For the first time in its history, Fox News Channel beat the combined competition in primetime during the third quarter of 2004, with major headlines of the summer including the national political conventions and a brutal string of hurricanes.

According to Nielsen Media Research, Fox News averaged 1.8 million viewers, while CNN, MSNBC, CNBC and Headline News averaged a combined total of 1.7 million. The quarter ended Sunday.

CNN came in a distant second, averaging 882,000 viewers, while MSNBC drew 421,000. Headline News averaged 226,000 in primetime, and CNBC attracted a paltry 133,000.

Yesterday McQ over at Q&O deconstructed a major media column by blogger Kos (Markos Moulitsas). Kos was trying to make the point that the mainstream media is dominated by conservative voices (please, hold your guffaws until after the posting is complete), but McQ points out how that’s only true if you utterly ignore CBSNBCABCNPRMSNBCCNN, the NY Times the Washington Post and a host of other news sources.

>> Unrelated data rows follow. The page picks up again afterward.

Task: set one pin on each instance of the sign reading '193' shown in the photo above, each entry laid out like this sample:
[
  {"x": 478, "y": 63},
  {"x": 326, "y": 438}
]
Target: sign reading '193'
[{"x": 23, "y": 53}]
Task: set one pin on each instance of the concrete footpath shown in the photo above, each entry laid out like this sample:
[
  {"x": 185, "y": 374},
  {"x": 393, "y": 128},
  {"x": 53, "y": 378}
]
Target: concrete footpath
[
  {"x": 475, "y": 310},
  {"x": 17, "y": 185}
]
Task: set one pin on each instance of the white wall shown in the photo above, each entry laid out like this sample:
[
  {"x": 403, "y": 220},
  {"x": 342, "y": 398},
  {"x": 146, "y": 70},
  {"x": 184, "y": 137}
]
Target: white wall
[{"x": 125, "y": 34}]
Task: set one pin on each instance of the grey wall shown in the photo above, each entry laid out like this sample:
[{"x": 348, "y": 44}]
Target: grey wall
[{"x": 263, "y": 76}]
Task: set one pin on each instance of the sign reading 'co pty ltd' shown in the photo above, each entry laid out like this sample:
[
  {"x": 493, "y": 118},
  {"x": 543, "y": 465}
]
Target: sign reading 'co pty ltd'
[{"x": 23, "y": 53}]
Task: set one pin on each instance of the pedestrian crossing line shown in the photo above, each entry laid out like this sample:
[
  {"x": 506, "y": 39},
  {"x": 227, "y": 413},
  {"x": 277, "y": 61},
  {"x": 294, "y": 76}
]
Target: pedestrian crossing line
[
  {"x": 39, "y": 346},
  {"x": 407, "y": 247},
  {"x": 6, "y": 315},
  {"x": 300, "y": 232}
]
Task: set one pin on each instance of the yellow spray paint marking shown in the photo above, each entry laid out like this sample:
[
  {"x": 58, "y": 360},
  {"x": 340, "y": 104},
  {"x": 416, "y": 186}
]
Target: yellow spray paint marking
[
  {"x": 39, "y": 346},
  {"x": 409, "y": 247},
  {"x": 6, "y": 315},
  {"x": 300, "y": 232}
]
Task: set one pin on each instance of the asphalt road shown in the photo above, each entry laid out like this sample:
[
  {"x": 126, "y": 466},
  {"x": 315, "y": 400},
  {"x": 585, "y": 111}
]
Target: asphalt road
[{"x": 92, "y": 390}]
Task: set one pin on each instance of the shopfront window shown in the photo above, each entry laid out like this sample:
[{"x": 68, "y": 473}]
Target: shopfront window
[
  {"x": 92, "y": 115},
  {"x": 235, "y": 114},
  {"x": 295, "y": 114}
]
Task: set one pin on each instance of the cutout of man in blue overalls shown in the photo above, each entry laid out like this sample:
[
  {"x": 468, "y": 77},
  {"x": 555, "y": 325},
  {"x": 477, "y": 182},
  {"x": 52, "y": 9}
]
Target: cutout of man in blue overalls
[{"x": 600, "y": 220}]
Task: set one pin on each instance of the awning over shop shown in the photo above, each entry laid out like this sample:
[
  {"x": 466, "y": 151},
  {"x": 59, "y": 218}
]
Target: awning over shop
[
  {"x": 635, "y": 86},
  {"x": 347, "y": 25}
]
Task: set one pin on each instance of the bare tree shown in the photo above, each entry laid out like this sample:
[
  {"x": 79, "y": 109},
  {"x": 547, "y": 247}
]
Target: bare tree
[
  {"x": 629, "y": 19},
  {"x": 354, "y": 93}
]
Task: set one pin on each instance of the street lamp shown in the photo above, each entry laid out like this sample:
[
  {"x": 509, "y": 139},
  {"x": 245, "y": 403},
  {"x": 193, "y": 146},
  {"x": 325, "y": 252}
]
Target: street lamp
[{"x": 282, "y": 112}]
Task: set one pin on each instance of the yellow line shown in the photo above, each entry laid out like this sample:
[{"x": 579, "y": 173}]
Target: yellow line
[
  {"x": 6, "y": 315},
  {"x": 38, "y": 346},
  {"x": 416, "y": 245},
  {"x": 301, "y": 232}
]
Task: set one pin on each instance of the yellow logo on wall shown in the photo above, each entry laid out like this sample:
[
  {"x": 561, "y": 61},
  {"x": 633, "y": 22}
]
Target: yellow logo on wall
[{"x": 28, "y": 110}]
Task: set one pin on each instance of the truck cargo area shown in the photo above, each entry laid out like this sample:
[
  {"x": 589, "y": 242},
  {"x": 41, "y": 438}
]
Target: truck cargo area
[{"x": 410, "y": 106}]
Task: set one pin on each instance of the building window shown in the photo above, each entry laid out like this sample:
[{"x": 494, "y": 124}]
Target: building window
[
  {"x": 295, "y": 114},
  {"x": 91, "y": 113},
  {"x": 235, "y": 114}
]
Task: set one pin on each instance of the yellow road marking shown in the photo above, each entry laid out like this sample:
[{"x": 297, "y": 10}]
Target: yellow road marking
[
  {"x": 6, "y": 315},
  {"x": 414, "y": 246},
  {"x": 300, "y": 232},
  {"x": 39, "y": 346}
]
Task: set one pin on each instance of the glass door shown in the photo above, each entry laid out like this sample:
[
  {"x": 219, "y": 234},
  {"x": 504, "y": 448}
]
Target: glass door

Coming up from behind, Fox news beats all challengers (and there are a lot of challengers), and all of a sudden it “proves” the media are conservative.

You have to go back to the Rush Limbaugh phenomenon of the late 80’s to understand the real reason for the rise of more conservative voices in the media. Rush likes to say that he doesn’t need to be balanced by equal time on the left because he is equal time; a balancing voice on the right for all the opinion (pure opinion and opinion posing as news) from the left. Fox News has more of a balance of opinions on it’s shows (including panelists who are there to express opinions on news shows like “Special Report”), but it’s news is also more balanced. The only reason they get charged with just reading Republican talking points is that you don’t hear the Republican side of things on the other networks. If you did, and if you did get a balanced perspective from other outlets, Rush’s show and FNC might not even exist.

They do exist because, in my opinion, they provide products that were lacking in the marketplace. Rush provides an outlet of opinion that people were not getting. Callers in the earlier years would talk about how they finally heard something on the air that they could agree with. Folks flocked to Limbaugh, not because he changed their minds, but because they already believed it and hadn’t heard anyone else in the media saying it. FNC provides an outlet for getting both sides of the issue. Kitty Kelley got 3 days on the “Today” show when her book dishing dirt on the Bushs came out. How much time did John O’Neill of “Swift Boat Veterans for Truth” get? FNC gives both sides of an issue more often than the others, and for that they’re derided as “conservative”. Well if by “conservative” they mean fair and balanced, I’ll go with that.

(The Kelley/O’Neill thing is just one example. Get the Media Research Center’s daily E-mail “CyberAlert” to find more. I think they get a little oversensitive sometimes, but there’s still plenty of food for thought. My favorites are when they compare the same situation under a Republican vs. Democratic administration and see the differences in how it was covered.)

What I’d like to hear is Kos et. al. at least being intellectually honest about the slant in other media outlets instead of talking in vague generalities. Look at the trends that the MRC documents and either explain it or admit it. But that isn’t going to happen. As McQ notes,

If the “Right Wing Noise Machine” exists it exists in reaction to a perceived left leaning media monopoly . It arose as an alternative to that monopoly on the news. What Kos wants badly is to return to the heady days of monopoly leftist spin.

And that’s what Kos would consider “fair and balanced”. Sorry, can’t go with that.